Police are now scrutinising footage of the last two weeks recorded on those cameras that might take some time, he added.
According to police, the Jamuna Future Park footage might reveal the identity of one of the rapists, who posing as a customer at her workplace, struck up a conversation with her two days before the incident.
The man had enquired about when she usually left work.
Meanwhile, the victim girl who was at the One-stop Crisis Centre of Dhaka Medical College Hospital has been taken to Tejgaon's victim support centre yesterday, said Inspector Sazzad Hossain, investigating officer of the case.
The DMP yesterday formed a three-member body to supervise police investigation into the gang-rape case, according to a DMP press statement.
PROTEST CONTINUES
Meanwhile, protests have been pouring in from all tiers of society demanding arrest of the perpetrators and their exemplary punishment.

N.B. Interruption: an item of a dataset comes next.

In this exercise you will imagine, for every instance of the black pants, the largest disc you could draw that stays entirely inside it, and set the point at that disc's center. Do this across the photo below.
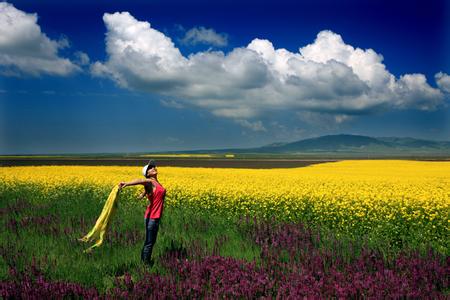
(151, 231)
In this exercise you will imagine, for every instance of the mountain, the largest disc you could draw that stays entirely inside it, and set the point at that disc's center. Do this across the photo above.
(351, 144)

Several organisations yesterday held demonstration programmes in the capital.
The law enforcement agencies must be accountable to people if they fail to provide security to the country's women, said eminent rights activist Sultana Kamal.
She was addressing a programme arranged jointly by 30 organisations in front of the National Museum.
Sanjib Drong, general secretary of Adivasi Forum, said, "It is the accused who should be thoroughly questioned and remanded. But the victim should not be harassed with too many questions."
He also demanded the government ensure the victim's full security.
Several left-leaning organisations including Communist Party of Bangladesh, Bangladesh Chhatra Union and Udichi Shilpi Goshthi, held a separate protest rally in front of the Jatiya Press Club yesterday.